The feeling of helplessness I felt - especially after seeing an artist's rendering of a 20-foot shaft that was only 8 inches wide at the top - was terrible. Analyzing the situation as a reporter, the rescue looked impossible, especially since I had learned that the vibrations from a drilling rig caused the toddler to slip deeper into the shaft, and rescuers were drilling into solid rock.

As a mother, I couldn't stop hoping that the rescuers would bring that baby out alive. As a mother, I couldn't stand to think of that tiny child humming to herself in a dark and narrow crevice. I was almost physically ill with worry. But being in the newsroom kept me from dwelling on worse-case scenarios. The phones were all ringing as the rescue dragged on through the second day.

People from all over the world called, including radio disco jockeys and television news anchors. Callers wanted to put reporters on the air to talk about what we knew. What they didn't realize was, those of us in Midland knew little more than anyone else, especially when estimating the time rescuers would reach Jessica.

The call that really stopped me short was the one from a man who said, "Yes, you in Midland? We live on the air on Japanese radio!" We had a designated spokesmen in the newsroom, and I was happy to hand over to them the calls requesting comments.

By electing to stay in the newsroom, I missed covering the greatest single event in Midland during my 12 years as a reporter here. But I was able to tell reporters at the well site what I was learning from the television reports, progress diagrams, and professional engineers. And I had a better view of the well from watching the television then they had trying to see over the crunch of people and machinery at the site.

Plus, my gut instinct told me I didn't want to be at the scene witnessing the parents' horror firsthand. I got as close as parking my car on Tanner (the street where the well was located), but couldn't bring myself to go any further. I didn't want to be yards away if the shaft should collapse or cave in, or to see a black funeral hearse arrive, always the first indicator that all hope is gone.

The monotonous drilling seemed to drag on for days and days. When I went home on the night of Oct. 16, I began to lose faith that the rescuers would get to Jessica any time soon. Every time they thought they were close, we were told it would be a few more hours. I prayed that Jessica would be out by my birthday, Oct. 18. I was touched by pictures in our newspaper of a circle of children, holding hands and praying in a neighboring yard on Tanner.

For 58 hours no other news seemed to matter. It was difficult to write other stories as if life were going along normally in the rest of the city.

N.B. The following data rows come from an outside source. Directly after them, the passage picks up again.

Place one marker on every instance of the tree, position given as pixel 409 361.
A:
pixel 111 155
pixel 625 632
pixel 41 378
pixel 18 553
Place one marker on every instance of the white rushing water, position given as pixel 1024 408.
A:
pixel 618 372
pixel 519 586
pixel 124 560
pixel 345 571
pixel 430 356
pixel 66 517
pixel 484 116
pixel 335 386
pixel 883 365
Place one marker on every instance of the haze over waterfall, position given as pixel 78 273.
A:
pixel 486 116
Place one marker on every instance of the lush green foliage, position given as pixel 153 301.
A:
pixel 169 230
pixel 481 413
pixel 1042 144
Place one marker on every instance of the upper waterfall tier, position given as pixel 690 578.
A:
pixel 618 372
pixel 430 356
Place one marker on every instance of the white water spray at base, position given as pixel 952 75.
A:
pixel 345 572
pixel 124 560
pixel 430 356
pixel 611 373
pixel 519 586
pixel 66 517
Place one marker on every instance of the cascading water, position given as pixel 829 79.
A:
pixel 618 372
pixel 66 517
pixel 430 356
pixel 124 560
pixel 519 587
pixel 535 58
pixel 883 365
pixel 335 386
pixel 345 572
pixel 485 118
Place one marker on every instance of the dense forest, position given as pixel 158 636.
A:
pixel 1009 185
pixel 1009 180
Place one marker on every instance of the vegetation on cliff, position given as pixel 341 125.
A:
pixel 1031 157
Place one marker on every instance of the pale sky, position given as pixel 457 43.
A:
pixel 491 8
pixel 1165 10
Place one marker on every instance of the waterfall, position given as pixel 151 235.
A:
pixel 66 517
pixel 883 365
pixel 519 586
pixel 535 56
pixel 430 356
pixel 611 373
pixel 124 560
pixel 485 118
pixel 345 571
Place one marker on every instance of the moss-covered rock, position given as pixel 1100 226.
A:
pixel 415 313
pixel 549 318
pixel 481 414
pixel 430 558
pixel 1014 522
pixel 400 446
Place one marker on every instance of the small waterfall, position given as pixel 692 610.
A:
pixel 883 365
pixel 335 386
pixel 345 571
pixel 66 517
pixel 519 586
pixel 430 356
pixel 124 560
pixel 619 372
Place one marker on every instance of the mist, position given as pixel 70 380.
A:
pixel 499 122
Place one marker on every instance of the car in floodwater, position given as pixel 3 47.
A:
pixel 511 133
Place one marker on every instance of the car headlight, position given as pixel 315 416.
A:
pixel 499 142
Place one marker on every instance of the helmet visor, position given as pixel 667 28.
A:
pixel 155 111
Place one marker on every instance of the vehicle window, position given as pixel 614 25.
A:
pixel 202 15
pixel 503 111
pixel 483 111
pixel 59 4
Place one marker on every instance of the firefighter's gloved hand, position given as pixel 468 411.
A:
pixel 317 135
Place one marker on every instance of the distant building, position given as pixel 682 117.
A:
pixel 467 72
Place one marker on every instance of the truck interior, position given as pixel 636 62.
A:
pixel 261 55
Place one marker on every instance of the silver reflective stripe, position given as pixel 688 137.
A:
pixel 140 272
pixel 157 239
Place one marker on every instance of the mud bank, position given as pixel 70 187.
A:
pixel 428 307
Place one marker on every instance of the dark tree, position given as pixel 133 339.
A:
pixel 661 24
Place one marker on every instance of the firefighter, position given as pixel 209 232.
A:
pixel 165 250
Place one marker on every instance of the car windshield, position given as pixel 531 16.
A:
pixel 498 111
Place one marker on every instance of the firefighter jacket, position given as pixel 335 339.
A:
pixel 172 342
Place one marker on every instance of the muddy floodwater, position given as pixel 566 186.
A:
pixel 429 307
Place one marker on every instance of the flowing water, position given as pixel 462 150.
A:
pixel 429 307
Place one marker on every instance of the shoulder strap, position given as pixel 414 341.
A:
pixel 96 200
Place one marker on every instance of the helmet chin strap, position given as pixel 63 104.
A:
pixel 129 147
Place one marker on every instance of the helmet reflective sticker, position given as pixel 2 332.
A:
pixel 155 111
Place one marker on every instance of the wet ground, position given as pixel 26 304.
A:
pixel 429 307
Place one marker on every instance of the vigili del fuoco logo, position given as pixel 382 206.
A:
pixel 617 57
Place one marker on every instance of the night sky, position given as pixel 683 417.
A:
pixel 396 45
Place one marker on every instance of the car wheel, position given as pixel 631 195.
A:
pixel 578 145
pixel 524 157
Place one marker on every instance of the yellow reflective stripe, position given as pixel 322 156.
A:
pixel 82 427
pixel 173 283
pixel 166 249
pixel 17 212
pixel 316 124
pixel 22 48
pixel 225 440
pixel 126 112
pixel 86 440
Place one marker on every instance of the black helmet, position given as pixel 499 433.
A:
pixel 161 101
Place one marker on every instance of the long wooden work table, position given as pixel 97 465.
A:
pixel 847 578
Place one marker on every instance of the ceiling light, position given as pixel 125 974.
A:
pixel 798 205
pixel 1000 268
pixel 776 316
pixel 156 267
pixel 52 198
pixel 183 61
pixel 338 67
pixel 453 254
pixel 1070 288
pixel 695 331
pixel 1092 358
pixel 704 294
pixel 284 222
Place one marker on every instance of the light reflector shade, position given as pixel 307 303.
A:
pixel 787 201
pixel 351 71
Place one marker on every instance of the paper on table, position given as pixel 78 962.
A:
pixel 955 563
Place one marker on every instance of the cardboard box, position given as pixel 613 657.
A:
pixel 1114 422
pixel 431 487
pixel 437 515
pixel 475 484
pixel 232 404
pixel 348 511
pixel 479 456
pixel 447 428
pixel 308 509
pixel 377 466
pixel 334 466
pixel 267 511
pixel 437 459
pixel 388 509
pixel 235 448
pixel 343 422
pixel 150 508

I expected Friday night would be another night of restlessness, sleeping in snatches, and getting up at odd hours to turn on the TV and see what progress had been made. Instead, Jessica was freed by 8 p.m. that night. Car horns were honking. People in the street were shouting. It was like a miracle had transpired.

Even though I hadn't been a part of the team that actually kept vigil in the backyard at 3309 Tanner Drive, I was gratified to be a part of Midland and the people who banded together emotionally and spiritually to save a child.

I didn't stand in the backyard on Tanner Drive, but I felt like I was there. And I hoped, and I prayed. And I heard that tiny voice humming in my head when sleep wouldn't come to blessedly shush it. For the rest of my life, I expect my eyes will tear up when I hear that childish song.

For the rest of my life, I expect I will hear, "Oh, you're from Midland, the Midland where they got Jessica out of the well?" Yes, I'm from that Midland, that Midland where a miracle occurred in 1987.

I didn't help the rescuers. I wasn't there at the scene. But like the millions who watched, worried and waited, my heart was there. And every year on my birthday, I am reminded of the child that was almost lost to the world, and of all the hearts she touched.